A retired Army Ranger, and a long-time activist on veterans issues, told EIR June 5 that the Bush Administration, with its war in Iraq, "set the conditions" for the Haditha massacre to occur. He cited limited and ambiguous rules of engagement and lack of leadership as factors, "but the story that no one wants to write," he said, is that the particular Marine unit has been in Iraq repeatedly, including in both Fallujah battles in 2004, and has suffered heavy losses. "You can only have 9/11 so many days in a row before people are going to break. Yes, a crime was committed, which is inexcusable; however, who is managing the war, managing the rotation of troops, who is conducting the face-to-face clinical encounters after these soldiers are involved in traumatic events, and who is monitoring the medication that they're on? All of these things are parts of the story that haven't been told." He added that, "These soldiers are in survival mode. Foreign policy is so bad, and the situation is so bad, that the only way they think they can get out of there is to kill people."

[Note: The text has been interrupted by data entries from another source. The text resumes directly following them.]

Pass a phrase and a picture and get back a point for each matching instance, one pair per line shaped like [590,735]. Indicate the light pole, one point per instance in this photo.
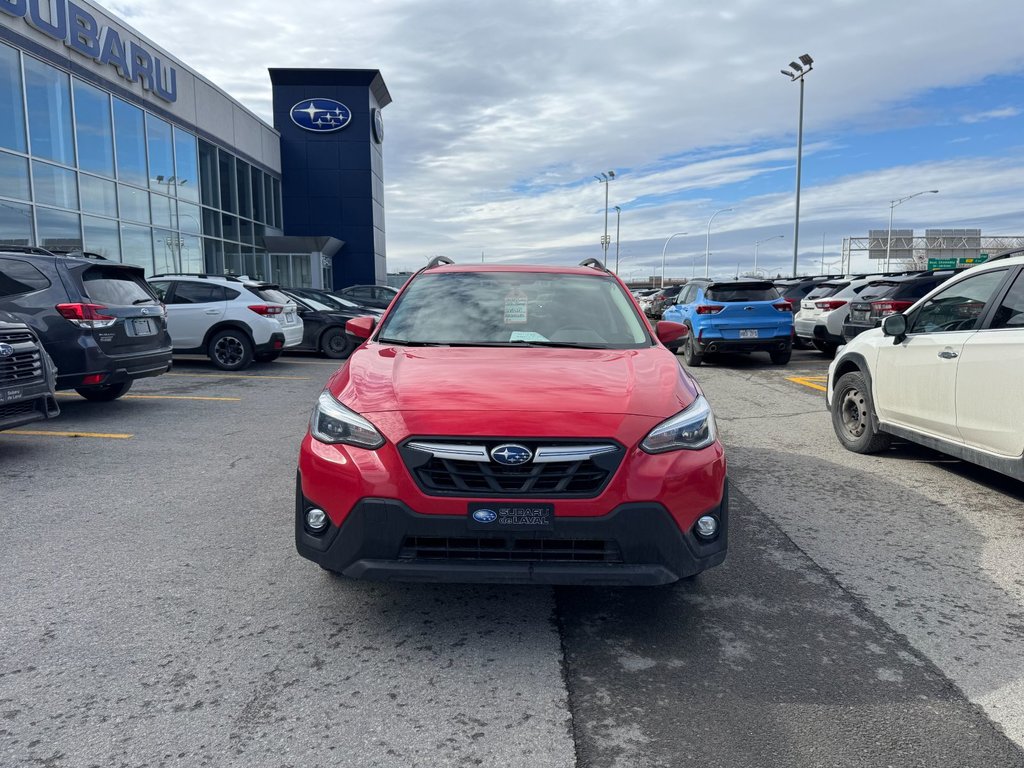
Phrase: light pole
[800,69]
[708,242]
[758,243]
[604,178]
[892,206]
[619,215]
[674,235]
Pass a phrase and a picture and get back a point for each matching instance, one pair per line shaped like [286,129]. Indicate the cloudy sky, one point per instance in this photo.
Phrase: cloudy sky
[503,114]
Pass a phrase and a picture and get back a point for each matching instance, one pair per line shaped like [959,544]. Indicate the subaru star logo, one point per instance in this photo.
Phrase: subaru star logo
[321,115]
[511,455]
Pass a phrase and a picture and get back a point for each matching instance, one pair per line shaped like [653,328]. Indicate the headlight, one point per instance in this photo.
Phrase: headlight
[689,430]
[333,423]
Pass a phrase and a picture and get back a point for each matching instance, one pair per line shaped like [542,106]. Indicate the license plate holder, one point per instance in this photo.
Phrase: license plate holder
[140,327]
[508,516]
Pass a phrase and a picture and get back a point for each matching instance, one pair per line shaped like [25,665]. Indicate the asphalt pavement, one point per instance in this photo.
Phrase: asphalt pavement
[154,612]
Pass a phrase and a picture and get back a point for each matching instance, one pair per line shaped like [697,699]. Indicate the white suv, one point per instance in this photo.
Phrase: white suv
[945,374]
[232,320]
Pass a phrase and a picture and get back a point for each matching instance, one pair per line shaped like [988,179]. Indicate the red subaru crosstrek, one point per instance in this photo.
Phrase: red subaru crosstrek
[514,424]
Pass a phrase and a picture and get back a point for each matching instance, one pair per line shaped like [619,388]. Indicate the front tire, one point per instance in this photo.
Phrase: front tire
[335,344]
[230,350]
[691,356]
[853,416]
[104,392]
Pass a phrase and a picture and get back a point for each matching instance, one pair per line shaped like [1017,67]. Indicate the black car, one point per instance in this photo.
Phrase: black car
[99,321]
[324,326]
[27,376]
[375,296]
[891,295]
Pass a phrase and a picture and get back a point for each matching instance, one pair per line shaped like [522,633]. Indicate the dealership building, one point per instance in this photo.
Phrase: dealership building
[110,144]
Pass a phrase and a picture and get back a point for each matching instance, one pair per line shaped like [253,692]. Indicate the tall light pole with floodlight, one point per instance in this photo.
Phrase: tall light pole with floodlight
[664,248]
[619,215]
[892,205]
[708,241]
[604,178]
[758,243]
[800,70]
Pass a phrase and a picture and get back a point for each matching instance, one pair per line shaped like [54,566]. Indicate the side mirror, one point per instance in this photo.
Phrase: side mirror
[360,328]
[671,334]
[895,325]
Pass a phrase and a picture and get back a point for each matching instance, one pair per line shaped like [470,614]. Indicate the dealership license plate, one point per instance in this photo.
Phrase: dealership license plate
[505,516]
[141,327]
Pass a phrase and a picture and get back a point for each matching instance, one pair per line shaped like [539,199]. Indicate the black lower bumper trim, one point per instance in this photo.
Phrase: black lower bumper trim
[649,549]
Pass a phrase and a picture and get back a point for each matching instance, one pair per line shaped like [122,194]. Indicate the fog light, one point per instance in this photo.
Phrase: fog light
[316,520]
[707,527]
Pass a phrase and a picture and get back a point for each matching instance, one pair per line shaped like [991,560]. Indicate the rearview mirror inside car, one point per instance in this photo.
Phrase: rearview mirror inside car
[360,328]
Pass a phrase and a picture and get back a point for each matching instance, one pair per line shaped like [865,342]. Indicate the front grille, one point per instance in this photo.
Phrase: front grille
[448,476]
[509,549]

After being briefed on Lyndon LaRouche's proposal that Iraq war veterans, especially the wounded, be part of an expansion of the Army Corps of Engineers, he said, echoing LaRouche on this very point, that having the ability to draw on a force of people that can respond to infrastructure demands (such as following a natural disaster like Hurricane Katrina) is probably a good idea and that's a good place for them.
A resolution voted up by the Maine Democratic Party's state convention, on June 4 calls for a Congressional investigation of "allegations of high crimes and misdemeanors" committed in office by President George W. Bush and Vice President Dick Cheney, and urges Congress "to initiate impeachment proceedings against them," if warranted. The resolution accuses the regime of withholding information during the run-up to the 2003 invasion of Iraq, allowing the torture of detainees, illegally "spying on Americans," and "betray[ing] their oaths" of office, among other charges.
The resolution also calls on the state legislature and Maine's Congressional delegation to push for investigations of Bush and Cheney. Should just one state legislature pass an impeachment resolution, the U.S. House of Representatives would be bound to launch an impeachment investigation.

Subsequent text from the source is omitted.